O Paquistão não assinou a Convenção de Genebra de 1951 e o seu protocolo de 1967 que abrange o estatuto dos refugiados, que protege as pessoas que procuram asilo. Em vez disso, a Lei dos Estrangeiros do Paquistão concede às autoridades o direito de apreender, deter e expulsar estrangeiros – incluindo refugiados e requerentes de asilo – que não tenham documentação válida.

Após repressões anteriores, muitos afegãos permaneceram no Paquistão ou regressaram após terem sido deportados – sublinhando o limite da capacidade do governo paquistanês para repatriar afegãos, dizem os especialistas.

Agora, com o governo a enfrentar crises económicas e políticas conflitantes, não é claro como é que as autoridades paquistanesas repatriariam um número tão grande de refugiados, uma campanha de deportação que exige pessoal substancial, bem como recursos militares e de inteligência.

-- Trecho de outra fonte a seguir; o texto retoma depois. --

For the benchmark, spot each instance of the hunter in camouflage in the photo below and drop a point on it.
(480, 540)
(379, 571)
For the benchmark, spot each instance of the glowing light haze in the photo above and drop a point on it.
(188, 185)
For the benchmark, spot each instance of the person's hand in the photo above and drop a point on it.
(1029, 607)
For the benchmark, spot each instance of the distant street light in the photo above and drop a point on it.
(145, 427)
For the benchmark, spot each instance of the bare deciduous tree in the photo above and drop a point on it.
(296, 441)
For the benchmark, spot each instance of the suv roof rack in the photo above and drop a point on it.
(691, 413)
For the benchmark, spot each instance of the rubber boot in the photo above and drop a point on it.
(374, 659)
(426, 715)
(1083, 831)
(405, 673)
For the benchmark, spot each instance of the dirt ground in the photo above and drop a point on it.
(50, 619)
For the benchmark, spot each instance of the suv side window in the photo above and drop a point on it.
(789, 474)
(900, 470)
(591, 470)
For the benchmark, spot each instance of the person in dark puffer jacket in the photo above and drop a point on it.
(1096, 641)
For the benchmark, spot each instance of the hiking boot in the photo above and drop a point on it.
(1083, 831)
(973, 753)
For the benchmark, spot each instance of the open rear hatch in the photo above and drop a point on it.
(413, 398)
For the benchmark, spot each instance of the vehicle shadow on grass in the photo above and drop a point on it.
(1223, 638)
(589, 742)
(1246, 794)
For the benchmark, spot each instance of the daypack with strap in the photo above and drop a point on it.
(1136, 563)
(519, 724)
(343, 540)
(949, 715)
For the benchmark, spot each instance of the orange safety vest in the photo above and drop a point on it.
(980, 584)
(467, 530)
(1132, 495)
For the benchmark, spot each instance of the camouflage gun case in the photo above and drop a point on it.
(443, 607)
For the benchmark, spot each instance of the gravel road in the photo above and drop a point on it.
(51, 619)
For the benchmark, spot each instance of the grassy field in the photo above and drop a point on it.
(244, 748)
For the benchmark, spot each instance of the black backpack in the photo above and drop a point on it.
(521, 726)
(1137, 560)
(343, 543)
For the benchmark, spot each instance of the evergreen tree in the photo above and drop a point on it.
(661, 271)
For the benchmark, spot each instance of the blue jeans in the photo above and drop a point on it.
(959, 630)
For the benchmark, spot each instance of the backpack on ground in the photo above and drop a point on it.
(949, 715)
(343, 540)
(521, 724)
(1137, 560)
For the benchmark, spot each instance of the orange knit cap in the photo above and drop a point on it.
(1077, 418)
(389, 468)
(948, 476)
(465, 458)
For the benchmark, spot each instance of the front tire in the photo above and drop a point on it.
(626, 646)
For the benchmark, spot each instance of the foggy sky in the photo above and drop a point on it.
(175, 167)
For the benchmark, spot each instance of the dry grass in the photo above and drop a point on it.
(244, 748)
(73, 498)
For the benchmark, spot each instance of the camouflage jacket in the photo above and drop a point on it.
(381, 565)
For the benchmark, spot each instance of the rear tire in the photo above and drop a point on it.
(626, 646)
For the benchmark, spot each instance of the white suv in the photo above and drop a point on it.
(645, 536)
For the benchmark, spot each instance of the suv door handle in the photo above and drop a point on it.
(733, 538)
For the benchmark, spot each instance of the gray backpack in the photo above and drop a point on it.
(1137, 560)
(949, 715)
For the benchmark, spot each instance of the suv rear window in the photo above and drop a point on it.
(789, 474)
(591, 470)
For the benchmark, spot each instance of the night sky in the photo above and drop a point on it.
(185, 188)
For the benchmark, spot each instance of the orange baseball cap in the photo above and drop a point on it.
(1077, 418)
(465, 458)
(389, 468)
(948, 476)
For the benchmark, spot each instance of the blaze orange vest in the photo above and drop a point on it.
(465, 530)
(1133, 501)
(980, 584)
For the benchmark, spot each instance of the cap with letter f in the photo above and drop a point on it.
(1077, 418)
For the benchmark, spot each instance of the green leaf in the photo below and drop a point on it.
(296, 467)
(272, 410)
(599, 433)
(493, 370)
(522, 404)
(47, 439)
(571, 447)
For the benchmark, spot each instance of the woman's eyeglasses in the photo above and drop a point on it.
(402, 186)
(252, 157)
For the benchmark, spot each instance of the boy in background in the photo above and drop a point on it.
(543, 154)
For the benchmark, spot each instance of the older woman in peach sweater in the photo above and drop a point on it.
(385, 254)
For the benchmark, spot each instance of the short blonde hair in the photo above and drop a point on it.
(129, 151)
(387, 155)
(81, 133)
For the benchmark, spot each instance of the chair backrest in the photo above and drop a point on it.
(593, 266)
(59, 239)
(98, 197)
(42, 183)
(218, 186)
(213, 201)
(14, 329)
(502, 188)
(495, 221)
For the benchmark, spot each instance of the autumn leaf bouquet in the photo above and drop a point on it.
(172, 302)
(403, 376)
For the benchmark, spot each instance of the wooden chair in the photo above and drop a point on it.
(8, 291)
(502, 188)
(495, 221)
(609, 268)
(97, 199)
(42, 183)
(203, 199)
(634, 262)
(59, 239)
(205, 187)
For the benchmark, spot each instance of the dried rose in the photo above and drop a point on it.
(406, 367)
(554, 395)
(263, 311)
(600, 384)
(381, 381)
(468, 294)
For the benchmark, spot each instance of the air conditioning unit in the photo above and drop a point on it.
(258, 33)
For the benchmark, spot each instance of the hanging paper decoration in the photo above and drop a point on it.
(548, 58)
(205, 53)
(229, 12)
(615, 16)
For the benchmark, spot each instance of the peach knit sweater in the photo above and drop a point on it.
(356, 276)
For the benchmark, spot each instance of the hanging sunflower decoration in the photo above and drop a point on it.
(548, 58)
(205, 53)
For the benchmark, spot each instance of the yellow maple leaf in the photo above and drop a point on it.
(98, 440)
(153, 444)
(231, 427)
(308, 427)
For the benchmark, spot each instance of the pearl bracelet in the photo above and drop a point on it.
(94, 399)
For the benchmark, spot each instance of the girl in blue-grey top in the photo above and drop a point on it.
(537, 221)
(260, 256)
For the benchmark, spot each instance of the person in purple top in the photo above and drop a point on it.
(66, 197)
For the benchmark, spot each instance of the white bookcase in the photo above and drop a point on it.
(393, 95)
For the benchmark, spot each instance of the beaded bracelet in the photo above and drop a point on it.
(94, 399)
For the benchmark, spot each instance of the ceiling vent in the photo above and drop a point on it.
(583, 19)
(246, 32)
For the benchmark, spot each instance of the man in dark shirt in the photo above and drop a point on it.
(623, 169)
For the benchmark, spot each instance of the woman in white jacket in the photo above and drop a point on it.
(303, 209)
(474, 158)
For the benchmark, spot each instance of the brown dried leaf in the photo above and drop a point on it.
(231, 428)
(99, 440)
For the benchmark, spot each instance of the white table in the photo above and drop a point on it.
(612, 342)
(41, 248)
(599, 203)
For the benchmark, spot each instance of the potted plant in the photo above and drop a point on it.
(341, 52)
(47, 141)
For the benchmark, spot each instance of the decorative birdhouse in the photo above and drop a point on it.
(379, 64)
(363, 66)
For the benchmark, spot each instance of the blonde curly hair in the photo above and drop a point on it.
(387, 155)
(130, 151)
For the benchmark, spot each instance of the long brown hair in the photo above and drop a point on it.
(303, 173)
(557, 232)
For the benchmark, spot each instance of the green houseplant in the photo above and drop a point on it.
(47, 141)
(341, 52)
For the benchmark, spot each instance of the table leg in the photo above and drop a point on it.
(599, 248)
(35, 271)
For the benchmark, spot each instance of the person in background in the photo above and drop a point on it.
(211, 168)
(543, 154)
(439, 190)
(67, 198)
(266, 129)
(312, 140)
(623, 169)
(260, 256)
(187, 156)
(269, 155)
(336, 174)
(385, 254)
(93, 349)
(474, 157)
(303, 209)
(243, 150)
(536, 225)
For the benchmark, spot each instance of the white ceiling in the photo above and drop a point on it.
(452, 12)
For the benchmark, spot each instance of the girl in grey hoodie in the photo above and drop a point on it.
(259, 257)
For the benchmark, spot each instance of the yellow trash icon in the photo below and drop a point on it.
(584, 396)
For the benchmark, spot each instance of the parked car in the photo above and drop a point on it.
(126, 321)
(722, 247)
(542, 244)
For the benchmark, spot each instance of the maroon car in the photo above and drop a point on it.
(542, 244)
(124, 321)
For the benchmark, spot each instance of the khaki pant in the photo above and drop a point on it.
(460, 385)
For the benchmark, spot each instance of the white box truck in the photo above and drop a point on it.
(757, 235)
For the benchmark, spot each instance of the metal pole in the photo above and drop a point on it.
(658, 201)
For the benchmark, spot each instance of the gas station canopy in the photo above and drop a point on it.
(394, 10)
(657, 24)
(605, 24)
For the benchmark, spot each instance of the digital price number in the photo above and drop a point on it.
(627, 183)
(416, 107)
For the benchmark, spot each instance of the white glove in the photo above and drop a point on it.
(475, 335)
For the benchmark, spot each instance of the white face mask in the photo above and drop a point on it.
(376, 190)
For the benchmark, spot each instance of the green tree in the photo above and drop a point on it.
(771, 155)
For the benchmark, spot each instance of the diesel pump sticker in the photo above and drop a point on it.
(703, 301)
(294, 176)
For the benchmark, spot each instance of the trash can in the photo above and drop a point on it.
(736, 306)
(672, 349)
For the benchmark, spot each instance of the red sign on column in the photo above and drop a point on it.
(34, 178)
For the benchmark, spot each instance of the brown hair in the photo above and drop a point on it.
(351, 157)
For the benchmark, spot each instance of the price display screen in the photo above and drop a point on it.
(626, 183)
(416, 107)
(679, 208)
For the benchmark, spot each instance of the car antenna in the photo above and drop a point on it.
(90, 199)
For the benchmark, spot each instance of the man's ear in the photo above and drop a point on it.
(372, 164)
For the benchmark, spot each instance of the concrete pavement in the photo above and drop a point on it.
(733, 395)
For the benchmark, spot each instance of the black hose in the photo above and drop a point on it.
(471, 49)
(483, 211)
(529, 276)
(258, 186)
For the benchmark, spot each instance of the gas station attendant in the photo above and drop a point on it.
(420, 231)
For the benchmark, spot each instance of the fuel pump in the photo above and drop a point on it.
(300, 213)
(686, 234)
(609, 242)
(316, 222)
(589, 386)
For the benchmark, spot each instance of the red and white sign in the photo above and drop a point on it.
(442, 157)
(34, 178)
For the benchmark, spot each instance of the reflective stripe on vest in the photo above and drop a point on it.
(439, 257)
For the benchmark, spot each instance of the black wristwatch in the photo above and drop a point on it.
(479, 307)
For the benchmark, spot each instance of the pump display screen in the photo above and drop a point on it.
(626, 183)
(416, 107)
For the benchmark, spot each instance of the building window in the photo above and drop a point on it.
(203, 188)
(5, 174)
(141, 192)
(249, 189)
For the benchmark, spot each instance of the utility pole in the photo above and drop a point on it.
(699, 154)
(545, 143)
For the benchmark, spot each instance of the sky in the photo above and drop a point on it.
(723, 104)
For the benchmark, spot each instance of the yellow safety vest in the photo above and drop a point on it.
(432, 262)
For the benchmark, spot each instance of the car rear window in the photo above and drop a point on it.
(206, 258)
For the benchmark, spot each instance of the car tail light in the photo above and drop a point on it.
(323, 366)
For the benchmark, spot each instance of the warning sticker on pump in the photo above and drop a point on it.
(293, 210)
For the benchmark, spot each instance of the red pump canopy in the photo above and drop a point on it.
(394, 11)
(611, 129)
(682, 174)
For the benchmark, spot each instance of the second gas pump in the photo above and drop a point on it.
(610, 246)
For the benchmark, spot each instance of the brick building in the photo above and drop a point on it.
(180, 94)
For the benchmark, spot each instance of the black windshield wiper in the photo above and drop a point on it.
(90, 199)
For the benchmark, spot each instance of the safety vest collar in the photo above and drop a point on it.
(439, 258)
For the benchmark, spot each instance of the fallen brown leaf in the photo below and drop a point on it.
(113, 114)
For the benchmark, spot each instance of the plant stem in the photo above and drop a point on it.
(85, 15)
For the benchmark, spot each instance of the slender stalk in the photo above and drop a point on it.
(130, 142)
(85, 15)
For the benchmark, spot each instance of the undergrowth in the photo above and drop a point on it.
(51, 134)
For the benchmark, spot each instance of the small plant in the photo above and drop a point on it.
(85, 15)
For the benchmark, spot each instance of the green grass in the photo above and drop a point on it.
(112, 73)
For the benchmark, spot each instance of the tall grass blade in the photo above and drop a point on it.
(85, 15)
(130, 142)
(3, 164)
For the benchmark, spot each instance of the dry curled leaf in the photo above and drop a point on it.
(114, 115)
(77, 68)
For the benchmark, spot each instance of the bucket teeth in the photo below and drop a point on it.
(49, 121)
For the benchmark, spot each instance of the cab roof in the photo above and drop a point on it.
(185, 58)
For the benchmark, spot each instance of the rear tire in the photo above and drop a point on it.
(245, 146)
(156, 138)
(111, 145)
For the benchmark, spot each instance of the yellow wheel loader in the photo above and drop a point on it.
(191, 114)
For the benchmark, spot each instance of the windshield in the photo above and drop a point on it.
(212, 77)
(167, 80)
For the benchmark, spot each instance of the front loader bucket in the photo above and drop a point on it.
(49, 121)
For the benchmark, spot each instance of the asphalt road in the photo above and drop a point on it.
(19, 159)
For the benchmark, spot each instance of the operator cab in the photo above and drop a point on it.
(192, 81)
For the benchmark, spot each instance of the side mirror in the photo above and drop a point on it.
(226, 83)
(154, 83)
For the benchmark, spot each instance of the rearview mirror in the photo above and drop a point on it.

Maulvi Abdul Jabbar Takhari, cônsul-geral do Talibã em Karachi, disse que muitos afegãos que foram presos possuem documentos legais que lhes permitem viver no Paquistão e que as autoridades do Talibã têm tentado garantir a sua libertação.

Takhari, que viveu como refugiado em Karachi durante vários anos, apelou ao governo do Paquistão “para fornecer um prazo específico para os refugiados indocumentados, para que possam encerrar os seus negócios de forma pacífica e respeitosa e regressar à sua terra natal”.

Mas para os migrantes afegãos, a onda de detenções tem sido uma lembrança assustadora da sua situação precária no Paquistão. Muitos chegaram ao país há décadas, após a invasão do Afeganistão pela União Soviética em 1979 e após a guerra civil que se seguiu à retirada soviética.

Abdullah Bukhari, 51 anos, veio da província de Kunduz para Karachi em 1980, fugindo da violência durante a guerra soviético-afegã. A ideia de desenraizar a sua vida em menos de um mês parece absurda e comovente.

“Como eles podem desenraizar tudo em tão pouco tempo?” — perguntou o Sr. Bukhari. “Passámos a vida como refugiados e no meio de conflitos, mas a nossa maior preocupação é com os nossos filhos. Eles nunca experimentaram o Afeganistão nem por um dia.”